Tucked away in the recently tabled Railway budget of 2012 , between paragraphs on Disaster management and Housekeeping is a significant proposal that will bring a cheer to designers and rail-users alike. The minister has proposed setting up of the “ Rail Design Centre” at NID, Ahmedabad to leverage design for improving the facilities at railway stations and the trains.
An idea that is both timely and note-worthy. For the first time, the government recognises the need to improve passenger facilities through design intervention.
This is will hopefully, signal the end of passenger woes.
The whole user experience needs an overhaul, not just improvisations. It begins with the form that is difficult to fill, queues that extend out of the shelters during rush hours, signages that do not guide the passengers properly at the station and announcement boards that are more stylish than substantive.
Ever traveled with an elderly, a child or a differently-abled person on a train? You don’t need to be convinced that the trains need to be redesigned to be made more inclusive. High steps, sliding doors, unergonomical heights of taps and dustbins, all signify that things have been designed for the non-existent average person.
Berths that are a tad short for the above-average, windows that get stuck in monsoons, bathrooms that flood the whole compartment, lunch packets that are difficult to open, tables that are too far from the seat, plastic covers that don’t work during the sweaty Indian summers, this list can go on.
Anyone who has traveled in the trains would agree that Design has a large role to play to improve the overall user experience and NID is more than suited to do the job. For, far too long, the Indian railways have relied on engineers to design the bogies, advertisers to design the communication and bureaucrats to decide on passenger facilities. This is now a tacit recognition by the Indian Railways of the professional designer, who has a definite role to play.
This is a dream opportunity for the design community. Every student who went through NID’s education programme would probably have in his portfolio, a hypothetical project of a better design of the railway’s facilties. During my time at NID, I have seen students developed better trolleys for luggage’s, berths that fold easily, eating plates that contain well and don’t spill, better designed reservation forms and a folding mug for the toilets. All these and more can now be dusted and brought to life, as and when the proposed centre becomes operational. It will also be an opportunity for all the vendors who supply to the Indian railways and the good word on design will spread.

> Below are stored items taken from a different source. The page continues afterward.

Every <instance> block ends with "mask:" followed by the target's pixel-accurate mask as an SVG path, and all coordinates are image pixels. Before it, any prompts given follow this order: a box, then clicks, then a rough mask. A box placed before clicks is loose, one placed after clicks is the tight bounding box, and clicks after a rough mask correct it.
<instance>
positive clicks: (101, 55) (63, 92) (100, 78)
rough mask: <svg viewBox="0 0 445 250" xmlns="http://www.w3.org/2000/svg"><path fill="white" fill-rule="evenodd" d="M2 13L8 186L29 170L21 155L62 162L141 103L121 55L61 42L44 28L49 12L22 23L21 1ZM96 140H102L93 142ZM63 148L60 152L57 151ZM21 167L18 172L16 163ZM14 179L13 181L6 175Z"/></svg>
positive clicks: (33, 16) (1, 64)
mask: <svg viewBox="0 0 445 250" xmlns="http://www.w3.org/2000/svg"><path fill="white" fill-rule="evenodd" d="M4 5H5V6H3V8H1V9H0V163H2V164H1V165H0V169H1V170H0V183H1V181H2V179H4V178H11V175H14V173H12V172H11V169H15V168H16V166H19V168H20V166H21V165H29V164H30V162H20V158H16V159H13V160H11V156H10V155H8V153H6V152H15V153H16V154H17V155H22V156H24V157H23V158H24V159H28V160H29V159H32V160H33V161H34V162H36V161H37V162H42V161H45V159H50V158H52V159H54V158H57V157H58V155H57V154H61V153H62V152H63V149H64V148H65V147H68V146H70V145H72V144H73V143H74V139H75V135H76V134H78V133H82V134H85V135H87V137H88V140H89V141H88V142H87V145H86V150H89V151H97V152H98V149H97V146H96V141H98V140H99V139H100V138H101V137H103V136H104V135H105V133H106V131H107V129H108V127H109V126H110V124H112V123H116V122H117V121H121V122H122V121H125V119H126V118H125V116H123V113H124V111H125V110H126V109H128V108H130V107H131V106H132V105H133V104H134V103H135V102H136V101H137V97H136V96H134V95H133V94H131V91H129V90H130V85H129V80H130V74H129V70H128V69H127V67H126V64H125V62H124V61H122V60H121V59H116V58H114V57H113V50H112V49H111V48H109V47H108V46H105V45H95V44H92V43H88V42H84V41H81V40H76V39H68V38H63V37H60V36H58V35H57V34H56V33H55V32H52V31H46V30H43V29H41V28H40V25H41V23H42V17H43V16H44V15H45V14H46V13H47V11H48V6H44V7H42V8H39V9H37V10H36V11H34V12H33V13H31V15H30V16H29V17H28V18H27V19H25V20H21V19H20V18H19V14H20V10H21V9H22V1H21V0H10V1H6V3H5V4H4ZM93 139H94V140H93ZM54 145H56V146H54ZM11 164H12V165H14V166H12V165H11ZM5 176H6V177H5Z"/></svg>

There is another significance.
The government departments are suddenly sitting up and taking notice of design. The Handloom and handicrafts ministries are already investing in design. The MSME ministry has set aside Rs 77 Crores to promote design as a driver to manufacture better products made by the small and medium-scale enterprises with their ‘ Design Clinic scheme’.
There are so many other sectors of the government that can now think in terms of investing in design. The agriculture ministry can set up design centres to make better implements and products. The health ministry can easily use ‘design thinking’ to make better healthcare services. The rural development ministry can easily use design to really develop the rural areas of our country. The education ministry can put their money to good use by leveraging design in education. This is just the beginning, but design has this power to transcend barriers and solve problems across all the sectors of the economy.
In a recently concluded design conference, the international product designer Karim Rashid said that ”If India does not establish some brands soon, it will be too late since all the imports will just take over the country. It was a shame that the hotel I stayed at in New Delhi had Italian lighting, Italian furniture, German sinks, German faucets, French products,” (as quoted in The Economist.) If Karim Rashid had not stayed in a star hotel and spent a night in an Indian train, he would have realized that designers in India need to spend more time in addressing the problems of the people and would have had a different take on Indian design.
And as for the Indian Railways, it is doing well by putting design on track.